John Woodrooffe heads the Transportation Safety Analysis Division, University of Michigan Transportation Institute (UMTRI). He is responsible for the Center for National Truck and Bus Statistics, which conducts nationwide surveys of Trucks Involved in Fatal Accidents and Buses Involved in Fatal Accidents, and the Statistical Analysis Group, which performs analytical modeling and conducts research to advance statistical methods for road and vehicle safety analysis. He is an international expert on policy and safety evaluation of combination vehicles. Prior to joining UMTRI, Mr. Woodrooffe founded the Road Vehicle Research Program at the National Research Council of Canada and developed it into a successful, internationally active heavy truck research laboratory. He was a consultant to Australia’s National Road Transport Commission for a unique 3-year performance-based standards development project that produced a new performance-based regulatory system for large vehicle combinations. He has also served as chair of the Large Truck-Tractor Trailer working group for the 21st Century Truck Partnership through the U.S. Department of Energy. The program evaluated vehicle systems and forecasted the probable influence of emerging technologies on fuel consumption and vehicle emissions. Mr. Woodrooffe holds master’s and bachelor’s degrees in mechanical engineering from the University of Ottawa.

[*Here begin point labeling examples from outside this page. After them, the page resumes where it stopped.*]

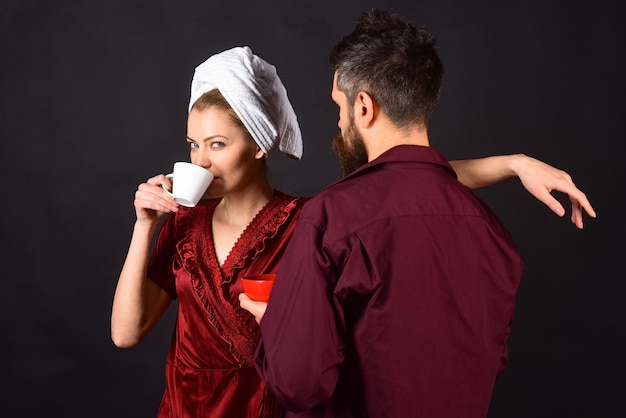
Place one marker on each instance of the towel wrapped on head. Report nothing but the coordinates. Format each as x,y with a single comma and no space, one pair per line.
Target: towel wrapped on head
253,89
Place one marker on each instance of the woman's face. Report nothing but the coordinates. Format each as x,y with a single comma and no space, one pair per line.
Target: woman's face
224,148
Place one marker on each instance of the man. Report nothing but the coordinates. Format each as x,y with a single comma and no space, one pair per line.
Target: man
396,294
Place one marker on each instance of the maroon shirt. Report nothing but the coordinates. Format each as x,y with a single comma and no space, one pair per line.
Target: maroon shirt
394,298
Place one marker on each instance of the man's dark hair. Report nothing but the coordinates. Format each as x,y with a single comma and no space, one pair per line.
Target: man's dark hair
395,62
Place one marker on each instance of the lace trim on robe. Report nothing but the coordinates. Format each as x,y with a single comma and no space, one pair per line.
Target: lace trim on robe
198,258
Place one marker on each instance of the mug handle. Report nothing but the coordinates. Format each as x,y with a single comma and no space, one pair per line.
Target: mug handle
169,176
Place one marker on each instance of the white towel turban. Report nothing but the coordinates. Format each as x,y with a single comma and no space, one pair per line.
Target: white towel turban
253,89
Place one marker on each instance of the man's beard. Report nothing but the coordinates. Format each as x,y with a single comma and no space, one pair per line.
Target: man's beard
350,150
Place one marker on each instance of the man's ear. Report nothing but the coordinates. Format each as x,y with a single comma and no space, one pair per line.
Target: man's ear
365,109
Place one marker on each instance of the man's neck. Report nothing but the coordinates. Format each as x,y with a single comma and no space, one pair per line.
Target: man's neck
383,137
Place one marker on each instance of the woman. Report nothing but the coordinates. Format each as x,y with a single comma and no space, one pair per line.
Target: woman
238,111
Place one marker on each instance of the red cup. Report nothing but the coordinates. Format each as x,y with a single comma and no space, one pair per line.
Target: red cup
258,287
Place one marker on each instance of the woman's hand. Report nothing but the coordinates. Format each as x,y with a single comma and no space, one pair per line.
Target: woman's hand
540,179
152,202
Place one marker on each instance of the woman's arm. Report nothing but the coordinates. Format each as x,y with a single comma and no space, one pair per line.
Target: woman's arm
138,302
539,178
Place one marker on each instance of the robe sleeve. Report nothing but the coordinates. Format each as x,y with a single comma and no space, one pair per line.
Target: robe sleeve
160,266
302,346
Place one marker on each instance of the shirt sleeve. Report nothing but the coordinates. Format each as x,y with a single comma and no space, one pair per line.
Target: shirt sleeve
302,347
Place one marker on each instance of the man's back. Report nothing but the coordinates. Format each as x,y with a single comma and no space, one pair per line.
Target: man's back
408,284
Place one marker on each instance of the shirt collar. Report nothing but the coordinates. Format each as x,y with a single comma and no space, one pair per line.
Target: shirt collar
407,153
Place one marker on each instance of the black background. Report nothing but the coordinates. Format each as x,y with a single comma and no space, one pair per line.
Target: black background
93,102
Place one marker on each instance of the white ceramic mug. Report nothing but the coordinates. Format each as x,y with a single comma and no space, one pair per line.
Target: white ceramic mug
190,181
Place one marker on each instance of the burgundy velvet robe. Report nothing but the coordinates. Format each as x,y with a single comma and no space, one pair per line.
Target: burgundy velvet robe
210,366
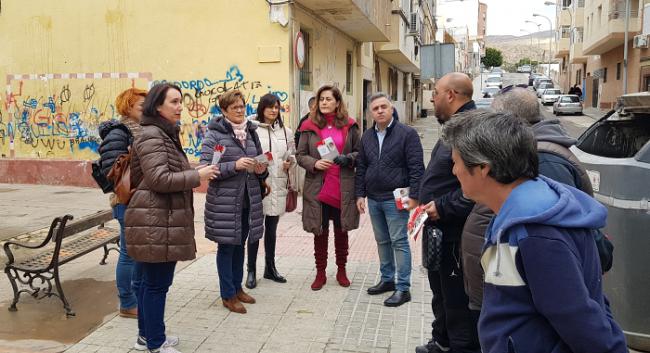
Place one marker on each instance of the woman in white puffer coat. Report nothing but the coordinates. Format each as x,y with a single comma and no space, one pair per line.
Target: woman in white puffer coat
278,139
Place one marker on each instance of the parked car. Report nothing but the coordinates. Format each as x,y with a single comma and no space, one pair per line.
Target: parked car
532,77
550,96
524,69
494,82
567,104
483,102
542,81
615,151
489,92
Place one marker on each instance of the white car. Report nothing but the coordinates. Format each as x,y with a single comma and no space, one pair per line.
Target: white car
494,81
567,104
550,96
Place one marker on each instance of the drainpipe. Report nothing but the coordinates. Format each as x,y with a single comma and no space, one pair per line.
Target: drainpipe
627,28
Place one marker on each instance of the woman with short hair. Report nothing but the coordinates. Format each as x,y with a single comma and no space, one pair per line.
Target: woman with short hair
276,138
328,193
233,206
159,220
117,138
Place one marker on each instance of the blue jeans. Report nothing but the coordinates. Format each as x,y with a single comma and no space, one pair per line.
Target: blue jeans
128,273
156,279
389,226
230,262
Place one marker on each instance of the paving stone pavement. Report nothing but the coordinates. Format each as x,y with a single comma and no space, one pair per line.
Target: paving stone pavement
287,317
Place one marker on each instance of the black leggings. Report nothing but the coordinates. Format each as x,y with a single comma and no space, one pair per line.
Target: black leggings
270,235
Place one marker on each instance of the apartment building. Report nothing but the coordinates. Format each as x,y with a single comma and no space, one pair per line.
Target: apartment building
595,30
63,70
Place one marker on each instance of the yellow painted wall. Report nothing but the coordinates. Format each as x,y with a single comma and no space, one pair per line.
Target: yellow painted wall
76,56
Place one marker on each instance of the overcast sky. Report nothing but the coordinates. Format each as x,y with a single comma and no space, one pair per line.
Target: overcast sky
504,16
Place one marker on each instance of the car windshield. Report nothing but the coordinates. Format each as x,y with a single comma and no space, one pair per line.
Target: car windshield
571,99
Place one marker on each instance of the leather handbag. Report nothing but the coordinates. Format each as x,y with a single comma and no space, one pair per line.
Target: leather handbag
431,247
292,197
120,175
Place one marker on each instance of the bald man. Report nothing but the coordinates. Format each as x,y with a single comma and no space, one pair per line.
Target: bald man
454,328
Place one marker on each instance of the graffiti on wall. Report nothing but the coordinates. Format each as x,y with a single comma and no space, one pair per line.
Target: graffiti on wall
201,102
57,115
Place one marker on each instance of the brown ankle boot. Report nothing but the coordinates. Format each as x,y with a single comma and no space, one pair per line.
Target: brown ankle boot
234,305
245,298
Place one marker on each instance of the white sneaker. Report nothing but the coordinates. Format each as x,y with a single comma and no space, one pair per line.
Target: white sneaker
141,343
164,349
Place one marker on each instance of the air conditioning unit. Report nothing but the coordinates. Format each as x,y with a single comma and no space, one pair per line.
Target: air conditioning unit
640,41
414,25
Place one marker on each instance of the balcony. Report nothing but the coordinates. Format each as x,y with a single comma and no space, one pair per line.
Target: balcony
578,17
561,47
607,32
400,50
362,20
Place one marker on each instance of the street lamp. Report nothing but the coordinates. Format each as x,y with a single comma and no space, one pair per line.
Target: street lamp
539,29
531,42
550,44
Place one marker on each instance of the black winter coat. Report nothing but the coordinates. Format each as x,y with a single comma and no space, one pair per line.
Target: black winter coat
232,191
399,165
439,184
116,139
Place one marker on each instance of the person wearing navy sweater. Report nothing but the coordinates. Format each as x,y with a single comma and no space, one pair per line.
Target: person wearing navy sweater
543,284
390,157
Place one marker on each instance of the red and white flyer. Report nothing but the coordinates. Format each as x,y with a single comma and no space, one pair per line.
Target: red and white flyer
416,221
265,158
401,198
327,149
219,150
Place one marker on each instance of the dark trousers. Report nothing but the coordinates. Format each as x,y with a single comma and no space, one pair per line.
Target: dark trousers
454,325
230,262
270,236
152,295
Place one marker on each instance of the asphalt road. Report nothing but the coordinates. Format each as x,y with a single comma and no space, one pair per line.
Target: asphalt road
575,125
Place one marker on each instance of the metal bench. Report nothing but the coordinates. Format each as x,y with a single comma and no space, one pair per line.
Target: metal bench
39,265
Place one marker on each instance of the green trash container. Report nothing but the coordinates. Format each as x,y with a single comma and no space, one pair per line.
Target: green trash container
615,151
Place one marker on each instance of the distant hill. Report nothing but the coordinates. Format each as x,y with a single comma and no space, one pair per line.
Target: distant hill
515,48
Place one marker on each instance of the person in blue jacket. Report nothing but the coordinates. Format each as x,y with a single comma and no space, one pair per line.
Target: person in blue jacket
543,282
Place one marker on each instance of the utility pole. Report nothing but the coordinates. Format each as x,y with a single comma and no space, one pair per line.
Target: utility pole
627,28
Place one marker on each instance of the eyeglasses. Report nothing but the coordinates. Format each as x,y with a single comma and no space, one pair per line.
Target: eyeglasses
435,91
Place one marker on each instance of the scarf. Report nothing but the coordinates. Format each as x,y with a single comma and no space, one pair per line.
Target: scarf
240,130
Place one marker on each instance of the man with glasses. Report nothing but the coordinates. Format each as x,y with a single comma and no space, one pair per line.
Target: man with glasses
455,325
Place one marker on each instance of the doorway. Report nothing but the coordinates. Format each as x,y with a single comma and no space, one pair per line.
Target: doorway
367,91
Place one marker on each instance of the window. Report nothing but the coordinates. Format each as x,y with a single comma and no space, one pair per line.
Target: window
392,84
305,72
348,72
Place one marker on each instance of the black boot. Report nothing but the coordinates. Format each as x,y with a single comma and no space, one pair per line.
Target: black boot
270,272
251,281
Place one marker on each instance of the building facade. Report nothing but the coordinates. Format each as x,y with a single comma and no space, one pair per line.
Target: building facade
63,71
595,30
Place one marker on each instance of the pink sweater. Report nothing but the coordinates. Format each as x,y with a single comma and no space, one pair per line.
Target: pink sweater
331,191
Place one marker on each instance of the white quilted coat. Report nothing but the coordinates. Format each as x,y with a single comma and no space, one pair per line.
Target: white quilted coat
275,202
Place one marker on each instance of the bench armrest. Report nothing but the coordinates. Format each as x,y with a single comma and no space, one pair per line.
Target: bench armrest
58,224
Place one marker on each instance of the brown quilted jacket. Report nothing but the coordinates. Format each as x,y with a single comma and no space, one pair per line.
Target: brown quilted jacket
159,221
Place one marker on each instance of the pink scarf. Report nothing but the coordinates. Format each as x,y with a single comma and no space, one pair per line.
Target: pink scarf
240,130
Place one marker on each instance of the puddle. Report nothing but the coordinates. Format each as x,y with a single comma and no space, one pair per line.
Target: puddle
45,319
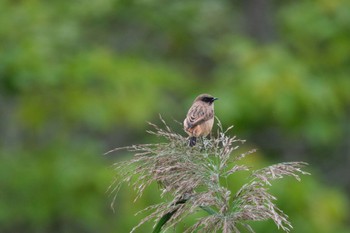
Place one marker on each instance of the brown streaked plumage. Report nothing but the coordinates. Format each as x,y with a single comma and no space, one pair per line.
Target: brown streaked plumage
200,117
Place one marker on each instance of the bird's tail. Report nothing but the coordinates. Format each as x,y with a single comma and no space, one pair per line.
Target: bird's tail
193,141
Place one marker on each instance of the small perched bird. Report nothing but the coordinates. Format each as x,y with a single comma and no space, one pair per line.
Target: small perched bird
200,117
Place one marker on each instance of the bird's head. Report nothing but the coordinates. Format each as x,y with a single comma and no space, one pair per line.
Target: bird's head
206,98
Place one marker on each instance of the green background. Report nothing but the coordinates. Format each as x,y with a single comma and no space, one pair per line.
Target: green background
78,78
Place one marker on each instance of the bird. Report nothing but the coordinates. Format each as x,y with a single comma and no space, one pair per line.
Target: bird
200,118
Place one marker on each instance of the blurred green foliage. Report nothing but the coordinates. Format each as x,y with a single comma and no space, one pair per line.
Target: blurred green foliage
78,78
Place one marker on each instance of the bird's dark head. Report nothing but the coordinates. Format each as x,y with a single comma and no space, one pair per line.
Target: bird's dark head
206,98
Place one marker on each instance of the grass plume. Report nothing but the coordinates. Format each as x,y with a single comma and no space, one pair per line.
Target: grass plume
190,180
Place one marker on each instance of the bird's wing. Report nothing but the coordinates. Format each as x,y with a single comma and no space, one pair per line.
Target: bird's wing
197,115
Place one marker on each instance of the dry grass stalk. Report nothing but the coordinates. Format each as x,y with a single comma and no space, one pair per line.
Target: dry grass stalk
194,173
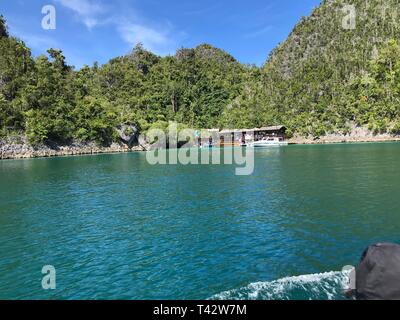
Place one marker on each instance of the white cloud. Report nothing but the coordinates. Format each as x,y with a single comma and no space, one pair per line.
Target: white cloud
87,10
130,26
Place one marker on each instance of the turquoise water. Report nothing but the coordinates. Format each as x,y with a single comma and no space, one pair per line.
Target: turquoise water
114,226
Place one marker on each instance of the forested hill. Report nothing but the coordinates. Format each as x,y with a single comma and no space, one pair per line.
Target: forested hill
327,76
324,78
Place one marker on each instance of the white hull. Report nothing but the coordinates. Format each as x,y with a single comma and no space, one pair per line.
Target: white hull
267,144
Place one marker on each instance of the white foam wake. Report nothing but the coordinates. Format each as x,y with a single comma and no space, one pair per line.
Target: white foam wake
322,286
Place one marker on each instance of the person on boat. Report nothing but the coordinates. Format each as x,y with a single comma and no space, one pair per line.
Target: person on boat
377,276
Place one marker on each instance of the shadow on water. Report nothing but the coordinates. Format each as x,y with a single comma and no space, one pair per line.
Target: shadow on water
116,227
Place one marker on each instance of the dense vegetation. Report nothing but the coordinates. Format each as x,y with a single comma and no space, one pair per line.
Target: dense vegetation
322,79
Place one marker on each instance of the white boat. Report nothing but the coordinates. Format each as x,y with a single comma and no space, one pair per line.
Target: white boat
268,142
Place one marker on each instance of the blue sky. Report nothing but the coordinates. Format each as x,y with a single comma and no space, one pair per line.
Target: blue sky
97,30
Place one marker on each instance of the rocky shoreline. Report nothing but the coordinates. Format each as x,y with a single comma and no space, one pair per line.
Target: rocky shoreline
20,149
357,135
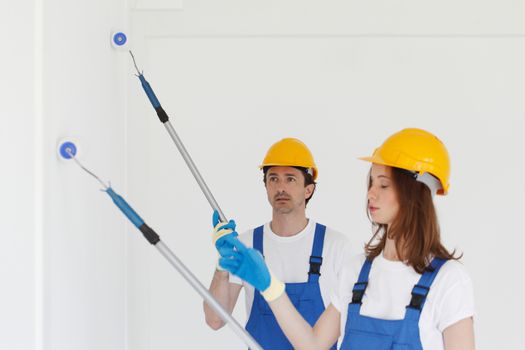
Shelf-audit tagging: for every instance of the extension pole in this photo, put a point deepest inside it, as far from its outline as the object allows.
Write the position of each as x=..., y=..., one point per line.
x=164, y=119
x=153, y=238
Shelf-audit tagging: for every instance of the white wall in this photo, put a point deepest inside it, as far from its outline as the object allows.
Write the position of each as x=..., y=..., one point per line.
x=235, y=76
x=17, y=145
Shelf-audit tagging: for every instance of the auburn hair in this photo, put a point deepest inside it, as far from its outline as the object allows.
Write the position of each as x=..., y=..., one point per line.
x=415, y=230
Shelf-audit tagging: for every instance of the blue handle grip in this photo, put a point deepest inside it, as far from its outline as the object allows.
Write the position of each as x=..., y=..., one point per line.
x=149, y=91
x=125, y=208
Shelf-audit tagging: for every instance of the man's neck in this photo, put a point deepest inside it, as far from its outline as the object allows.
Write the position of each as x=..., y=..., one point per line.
x=286, y=225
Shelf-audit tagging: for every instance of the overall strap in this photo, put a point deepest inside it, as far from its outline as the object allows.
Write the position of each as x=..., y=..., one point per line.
x=362, y=282
x=316, y=258
x=421, y=289
x=257, y=239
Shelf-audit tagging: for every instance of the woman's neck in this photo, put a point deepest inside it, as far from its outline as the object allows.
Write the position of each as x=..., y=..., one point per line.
x=390, y=252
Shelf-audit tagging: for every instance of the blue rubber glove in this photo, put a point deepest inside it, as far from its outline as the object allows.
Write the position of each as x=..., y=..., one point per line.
x=221, y=230
x=248, y=264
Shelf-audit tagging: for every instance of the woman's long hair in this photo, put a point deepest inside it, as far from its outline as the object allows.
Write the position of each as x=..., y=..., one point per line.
x=415, y=230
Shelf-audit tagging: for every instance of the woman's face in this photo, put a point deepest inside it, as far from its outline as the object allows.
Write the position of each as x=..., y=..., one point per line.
x=382, y=198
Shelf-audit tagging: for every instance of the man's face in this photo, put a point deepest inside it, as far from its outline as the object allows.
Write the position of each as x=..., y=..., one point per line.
x=286, y=190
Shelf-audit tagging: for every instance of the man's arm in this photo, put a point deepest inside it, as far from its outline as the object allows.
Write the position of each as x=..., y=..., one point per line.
x=225, y=293
x=460, y=335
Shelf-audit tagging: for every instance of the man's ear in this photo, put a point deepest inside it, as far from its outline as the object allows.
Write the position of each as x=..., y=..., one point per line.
x=309, y=190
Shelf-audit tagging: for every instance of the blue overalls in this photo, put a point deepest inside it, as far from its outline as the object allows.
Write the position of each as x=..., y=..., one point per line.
x=305, y=296
x=363, y=332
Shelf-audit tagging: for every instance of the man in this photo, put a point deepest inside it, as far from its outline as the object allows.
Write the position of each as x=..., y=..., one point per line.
x=305, y=255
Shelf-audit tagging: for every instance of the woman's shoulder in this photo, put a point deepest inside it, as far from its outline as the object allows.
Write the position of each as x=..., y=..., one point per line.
x=454, y=271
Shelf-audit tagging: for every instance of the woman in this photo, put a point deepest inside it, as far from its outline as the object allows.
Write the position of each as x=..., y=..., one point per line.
x=407, y=291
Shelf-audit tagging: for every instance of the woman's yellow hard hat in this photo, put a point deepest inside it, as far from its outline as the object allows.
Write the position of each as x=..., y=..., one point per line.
x=415, y=150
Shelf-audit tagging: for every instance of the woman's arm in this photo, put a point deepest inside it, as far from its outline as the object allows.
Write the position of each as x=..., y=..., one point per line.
x=302, y=336
x=460, y=335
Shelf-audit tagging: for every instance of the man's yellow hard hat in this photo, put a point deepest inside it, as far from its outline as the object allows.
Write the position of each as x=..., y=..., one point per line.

Martin B. Zimmerman is Ford Motor Company Clinical Professor of Business Administration, University of Michigan. His career has spanned academia, government, and business. He has served as chief economist and group vice president at Ford Motor Company, where he was responsible for corporate economics, governmental affairs, environmental and safety engineering, and corporate social responsibility. Prior to joining Ford he taught at the Business School of the University of Michigan and at the Sloan School of Management at MIT. He serves on the National Commission on Energy Policy and also served as a member of the Panel of Economic Advisers of the Congressional Budget Office and as a Senior Staff Economist on the President’s Council of Economic Advisors. His research is concerned with energy policy, government regulation of business, and economic developments in the automotive industry. He earned an A.B. from Dartmouth College (1967) and a Ph.D. from the Massachusetts Institute of Technology (1975).